Everything I Could Ever Tell You About…
NAME: Jeanne Klein | AGE: 62 | HOMETOWN: Austin | QUALIFICATIONS: Serves on the museum council of the Jack S. Blanton Museum of Art at the University of Texas at Austin and on the boards of Artpace San Antonio and ArtLies, in Houston / Together with her husband, Mickey, has been named for five straight years to ARTnews magazine’s list of the two hundred top collectors in the world
• I came from Amarillo. There was no museum. There was no art gallery. There was nothing. But I knew I had a little feeling for art. Every time I saw it, it made my heart pound.

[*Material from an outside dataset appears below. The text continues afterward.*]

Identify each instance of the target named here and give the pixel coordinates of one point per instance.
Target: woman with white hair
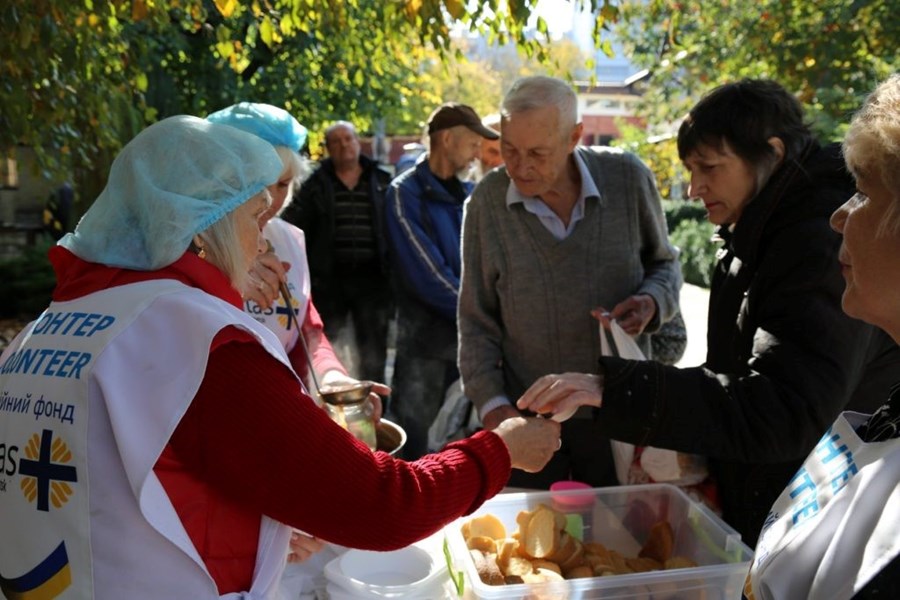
(288, 315)
(155, 441)
(834, 532)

• The first art I bought was as a student at UT. I don’t remember the name of the artist, but it was a woman’s figure from a life-drawing class. It cost nothing—like $30. I basically never stopped buying after that.

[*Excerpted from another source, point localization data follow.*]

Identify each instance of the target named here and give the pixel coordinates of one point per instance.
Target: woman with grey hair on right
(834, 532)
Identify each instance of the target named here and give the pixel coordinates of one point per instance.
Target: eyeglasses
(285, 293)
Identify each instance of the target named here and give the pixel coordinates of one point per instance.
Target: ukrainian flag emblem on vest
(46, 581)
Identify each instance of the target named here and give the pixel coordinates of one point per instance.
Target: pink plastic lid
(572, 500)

• Mickey and I met through art. A person called me up and said, “We’ve just met someone who likes art as much as you do. Would you want a date with him?” And I said, “Absolutely.” Our first date, we stayed up all night talking about art. Mrs. de Menil actually said to me one time, “I love the way you and Mickey act around art. It reminds me of John and me, because you both have the same intensity.”
• If it doesn’t move you physically, you don’t buy it. We were in London once, and I walked into a room and saw an Ellsworth Kelly and almost felt like I might faint.

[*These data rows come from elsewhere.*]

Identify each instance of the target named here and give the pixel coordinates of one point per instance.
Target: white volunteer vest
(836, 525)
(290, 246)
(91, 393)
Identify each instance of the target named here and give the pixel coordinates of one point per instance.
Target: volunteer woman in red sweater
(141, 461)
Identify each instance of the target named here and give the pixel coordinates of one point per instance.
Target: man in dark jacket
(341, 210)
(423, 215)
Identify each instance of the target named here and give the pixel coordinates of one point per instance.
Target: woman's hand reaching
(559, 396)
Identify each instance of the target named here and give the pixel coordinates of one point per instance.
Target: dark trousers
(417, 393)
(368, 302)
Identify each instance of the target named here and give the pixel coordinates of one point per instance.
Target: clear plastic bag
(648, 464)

• First we started with paintings. Then we got into photography—it was so hot. Then sculpture. The past few years we’ve been buying a lot of drawings. I’m really loving the hand of the artist.
• So many people have it wrong that you can only buy fine art in New York. That’s ridiculous. Everyone should go to their local galleries. Local galleries have local artists, yes, but they also bring in artists from other countries. The art world has changed, because now the world is flat.
• We usually buy living artists— the art that’s being made today. That’s always been our passion, because it’s about what’s happening in the world.
• I don’t have designated places in my homes, as a lot of collectors do, where you go and look at the art. I want to walk through the hallways and enjoy the art at all times. When I’m having people over, I have to clean every room, even the bathrooms, because I have art there too. When you go to the bathroom, you see The Dancing Flowers.
• There was a Louise Bourgeois piece. It was going to be the most expensive art we had ever bought. She called it her totem poles, and it was made out of all this balsa wood that she had painted red. It was kind of fragile. And at the time, we had two big dogs; one was a Lab with a great big tail. Mickey said, “We just can’t buy it, because Sasha’s gonna knock the thing over.” So we let it get away. We both regretted it for a long time.
• I don’t think you can stop collecting. It’s a part of you.
• When was the last time I bought a piece? Yesterday.